Devon, the central character in The Huntsmen, is an awkward and fidgety teen, the vice president of his high school's glee club and the child of divorced parents—his father is a lawyer and his mother lives in a trailer with her West Indian boyfriend. He's a kid who still builds forts in the forest with friends, struggles with eye contact and makes the occasional questionable decision—including posting nudie pics of his mom on the Internet. He's also a machete-wielding serial killer.
Such is the teetering heap playwright Quincy Long constructs in his strange and striking dark comedy. And the issues don't stop there—this brisk and entertaining world-premiere production, nimbly directed by Kathleen Dimmick, also touches on domestic violence, mental illness, bullying and religious conflict. Sometimes Long hops over his hot-button themes too abruptly, and his characters occasionally act on inexplicable motivations. Yet he also manages to balance the hilarious and macabre in a way that recalls David Lindsay-Abaire, whose plays are as absurd as they are profound. Like Lindsay-Abaire, Long toys with questions of narrative reliability: Can we trust these characters? Where do reality and illusion diverge? Long gives no answers. "It's so real but it's not real, Dad!" screeches Devon in the play's opening scene. But it's just this sort of theater—non-traditional and non-naturalistic yet grounded by a compelling narrative and sympathetic characters—that provides a welcome shot of energy midway through the performance season.
Played with mesmerizing zeal by Dean Linnard, Devon is equal parts clumsy teen, moody murderer and smooth crooner.
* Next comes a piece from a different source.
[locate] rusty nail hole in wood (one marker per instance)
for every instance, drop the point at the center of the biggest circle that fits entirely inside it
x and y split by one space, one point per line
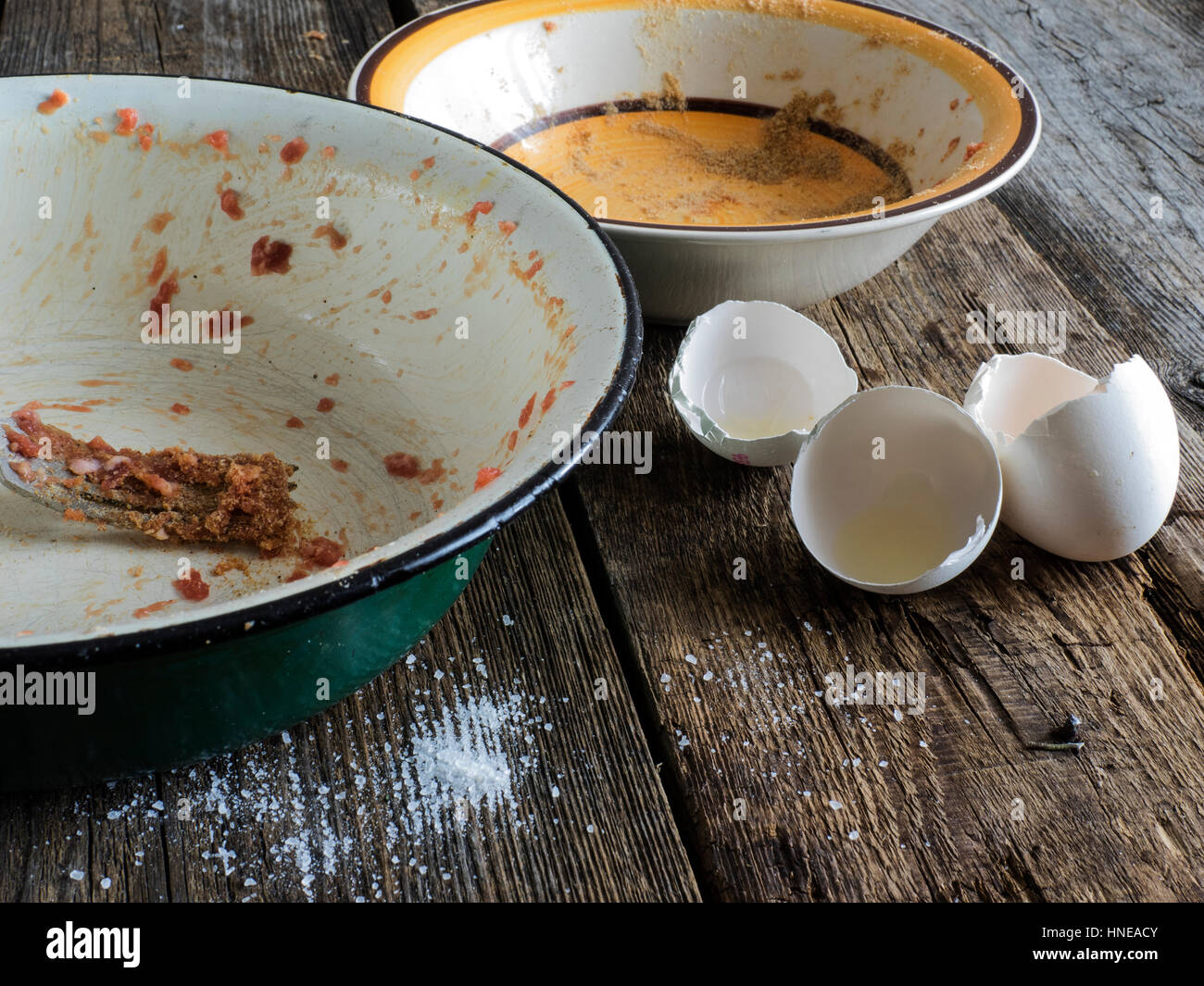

The Huntsmen isn't a musical, but it's peppered with catchy doo-wop tunes: Each time Devon drops his machete on a victim, he launches into song. With vocal backup and pitch-perfect choreography from the fedora-clad Jared Miller, Gavin Gregory and Michael O'Connell (who all play other roles), the songs focus rather than distract from the action. Linnard's voice is beautifully clean, and he injects the songs with surprising psychological intensity.
In the hands of a lesser cast, The Huntsmen might stumble, but with O'Connell as a hilariously cartoonish music agent, Miller as the deadpan detective and Sharonlee McLean as Devon's caring but misguided mother, this Portland Playhouse production hits all the right notes. Several days later, I'm still singing to myself.